Decine di migliaia di israeliani scendono in piazza in una delle più massicce proteste anti-Netanyahu del Paese

Decine di migliaia di israeliani scendono in piazza in una delle più massicce proteste anti-Netanyahu del Paese
Decine di migliaia di israeliani scendono in piazza in una delle più massicce proteste anti-Netanyahu del Paese

Decine di migliaia di israeliani sono scesi in piazza questo sabato in diverse città del Paese contro il governo del primo ministro Benjamin Netanyahu, al quale hanno chiesto di dimettersi e di raggiungere un accordo per il rilascio degli ostaggi dalla Striscia di Gaza. Secondo i media locali, queste sono le proteste più grandi dall’inizio della guerra.

Le manifestazioni, in città come Tel Aviv, Haifa, Cesarea e Gerusalemme, sono precedute da una settimana di proteste, con violenti scontri, cittadini feriti e l’uso di idranti da parte delle forze dell’ordine. A Tel Aviv, la polizia ha sfrattato diversi manifestanti e ne ha detenuti tre dopo aver bloccato temporaneamente, tra gli altri, King George Street. Secondo gli agenti, alcuni manifestanti hanno avuto un atteggiamento violento nei confronti delle forze di sicurezza, mentre negano e assicurano che sono state le forze dell’ordine ad adottare metodi violenti per disperdere la folla.

Nella ribattezzata Piazza della Democrazia a Tel Aviv, teatro anche delle massicce proteste contro la riforma giudiziaria, i manifestanti hanno ascoltato sabato i parenti degli ostaggi davanti al Ministero della Difesa, nella base militare di Kirya.


Yifat Calderón, cugino dell’ostaggio Ofer Calderón, 53 anni, si è chiesto come sia possibile che il governo israeliano ritenga plausibile dichiarare la sconfitta militare di Hamas nelle prossime settimane, se gli ostaggi rimangono prigionieri. “Come possono rivendicare la vittoria quando gli ostaggi sono ancora nelle loro mani (di Hamas)?”, ha chiesto Calderón, secondo i media locali.
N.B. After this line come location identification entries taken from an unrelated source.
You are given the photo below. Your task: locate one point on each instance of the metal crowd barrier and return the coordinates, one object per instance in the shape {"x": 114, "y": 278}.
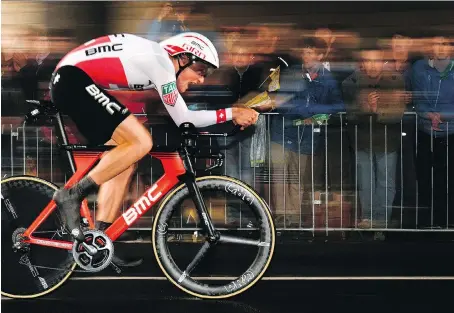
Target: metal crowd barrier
{"x": 324, "y": 206}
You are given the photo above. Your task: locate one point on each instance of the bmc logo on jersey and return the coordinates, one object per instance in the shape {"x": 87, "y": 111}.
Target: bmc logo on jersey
{"x": 169, "y": 93}
{"x": 103, "y": 99}
{"x": 195, "y": 51}
{"x": 104, "y": 48}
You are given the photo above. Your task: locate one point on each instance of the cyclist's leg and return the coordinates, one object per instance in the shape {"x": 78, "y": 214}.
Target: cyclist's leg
{"x": 112, "y": 193}
{"x": 73, "y": 93}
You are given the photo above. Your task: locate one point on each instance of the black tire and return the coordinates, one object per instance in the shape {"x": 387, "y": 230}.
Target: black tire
{"x": 27, "y": 197}
{"x": 236, "y": 284}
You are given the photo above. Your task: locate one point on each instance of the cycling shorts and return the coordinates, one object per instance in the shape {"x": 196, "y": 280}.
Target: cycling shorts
{"x": 95, "y": 113}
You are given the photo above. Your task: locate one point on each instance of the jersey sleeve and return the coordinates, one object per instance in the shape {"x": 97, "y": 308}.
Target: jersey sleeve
{"x": 159, "y": 69}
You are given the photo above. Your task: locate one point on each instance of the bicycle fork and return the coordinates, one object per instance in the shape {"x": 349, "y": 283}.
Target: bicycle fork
{"x": 189, "y": 179}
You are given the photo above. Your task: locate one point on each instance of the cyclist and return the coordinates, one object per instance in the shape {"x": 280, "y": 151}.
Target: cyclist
{"x": 83, "y": 86}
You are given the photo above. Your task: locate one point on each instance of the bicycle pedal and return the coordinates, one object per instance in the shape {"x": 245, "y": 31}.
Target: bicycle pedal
{"x": 115, "y": 267}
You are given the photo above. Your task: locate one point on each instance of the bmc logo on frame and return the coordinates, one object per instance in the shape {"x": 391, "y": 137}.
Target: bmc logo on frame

Dani Elgarat, fratello del prigioniero Itzik Elgarat, ha accusato Netanyahu fin dalla marcia a Tel Aviv di anteporre la propria sopravvivenza politica e il proprio vantaggio personale alla vita dei 116 ostaggi. “Scegli di sacrificare la vita dei nostri cari per la tua sopravvivenza politica. Presto ci conoscerete tutti perché diventeremo tutti famiglie in lutto come ostaggi”, ha detto Elgarat, secondo il quotidiano Haaretz, riferendosi al recente incontro che il primo ministro ha avuto con alcune famiglie.


Nel nord, vicino alla seconda residenza di Netanyahu a Cesarea, centinaia di manifestanti hanno accusato il primo ministro di essere colpevole della mancanza di protezione subita dai cittadini vicino a Gaza e di averli poi abbandonati, e hanno chiesto elezioni anticipate.

Alcuni manifestanti portavano palloncini con il numero 20 e cartelli con il volto dell’ostaggio e del soldato in un posto di osservazione vicino a Gaza Naama Levy, che è ancora in prigionia e oggi compie 20 anni.


A più di otto mesi e mezzo dall’attacco di Hamas del 7 ottobre, 116 ostaggi israeliani restano prigionieri e, di loro, l’intelligence statunitense stima che solo circa 50 siano ancora vivi, come rivelato pochi giorni fa dal Wall Street Journal.

Un unico accordo di tregua raggiunto a novembre ha visto il rilascio di 105 ostaggi in cambio di 240 prigionieri palestinesi.

L’8 giugno, le forze israeliane, dopo aver recuperato sette corpi senza vita da Gaza nelle ultime settimane, hanno rilasciato quattro ostaggi vivi in ​​un’operazione di salvataggio che ha causato la morte di circa 270 abitanti di Gaza. Nelle ultime ore Israele ha ucciso più di 150 persone a Gaza. Il numero delle vittime uccise dalle forze israeliane dal 7 ottobre supera le 35.000.